Kanzhi Cheng,Zheng Ma,Shi Zong,Jianbing Zhang,Xinyu Dai,Jiajun Chen
2023-08-02
Abstract:Generating visually grounded image captions with specific linguistic styles using unpaired stylistic corpora is a challenging task, especially since we expect stylized captions with a wide variety of stylistic patterns. In this paper, we propose a novel framework to generate Accurate and Diverse Stylized Captions (ADS-Cap). Our ADS-Cap first uses a contrastive learning module to align the image and text features, which unifies paired factual and unpaired stylistic corpora during the training process. A conditional variational auto-encoder is then used to automatically memorize diverse stylistic patterns in latent space and enhance diversity through sampling. We also design a simple but effective recheck module to boost style accuracy by filtering style-specific captions. Experimental results on two widely used stylized image captioning datasets show that regarding consistency with the image, style accuracy and diversity, ADS-Cap achieves outstanding performances compared to various baselines. We finally conduct extensive analyses to understand the effectiveness of our method. Our code is available at <a class="link-external link-https" href="https://github.com/njucckevin/ADS-Cap" rel="external noopener nofollow">this https URL</a>.
Computer Vision and Pattern Recognition,Computation and Language
What problem does this paper attempt to address?

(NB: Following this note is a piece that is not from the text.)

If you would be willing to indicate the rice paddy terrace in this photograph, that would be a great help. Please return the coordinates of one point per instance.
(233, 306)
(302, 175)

The main problems that this paper attempts to solve are two key challenges encountered when generating image captions with a specific language style: 1. **Maintaining consistency with the image when training with unpaired style corpora**: Most previous works pre - train the model on large - scale factual image - caption pairs and then fine - tune it on a small - scale monolingual text corpus to incorporate a specific language style. However, this practice causes the model to focus more on the language style, thus reducing the consistency with the image. Some efforts attempt to find a medium between vision and text, such as semantic terms or scene graphs, but these methods can degrade performance due to conversion errors. 2. **The ability to generate diverse style patterns**: Many previous works have ignored the diversity of style patterns. For example, when dealing with different images of similar scenes, the baseline model tends to generate the same normal - style phrases (such as "to meet his lover"), which significantly deviates from the purpose of the stylized image captioning task. Moreover, style corpora are usually small in scale, making it difficult for existing methods to generate multiple style patterns. To solve these problems, the paper proposes an end - to - end framework (ADS - Cap) that uses contrastive learning and conditional variational auto - encoders to generate accurate and diverse stylized image captions. Specifically, the framework addresses the above challenges in the following ways: - **Contrastive learning module**: Used to unify the training processes of paired factual image - caption pairs and unpaired style corpora. By aligning image features and object - word features through contrastive learning, the consistency with the image will not be reduced when fine - tuning on unpaired style corpora. - **Conditional variational auto - encoder (CVAE)**: Used to automatically memorize diverse style patterns during the training stage and enhance the generated diversity by sampling different latent variables during the inference process. - **Re - examination module**: A simple but effective re - examination module is designed to improve style accuracy by filtering out captions of a specific style from the candidate set. Experimental results show that ADS - Cap performs well on multiple datasets, especially outperforming various baseline methods in terms of image consistency, style accuracy, and diversity.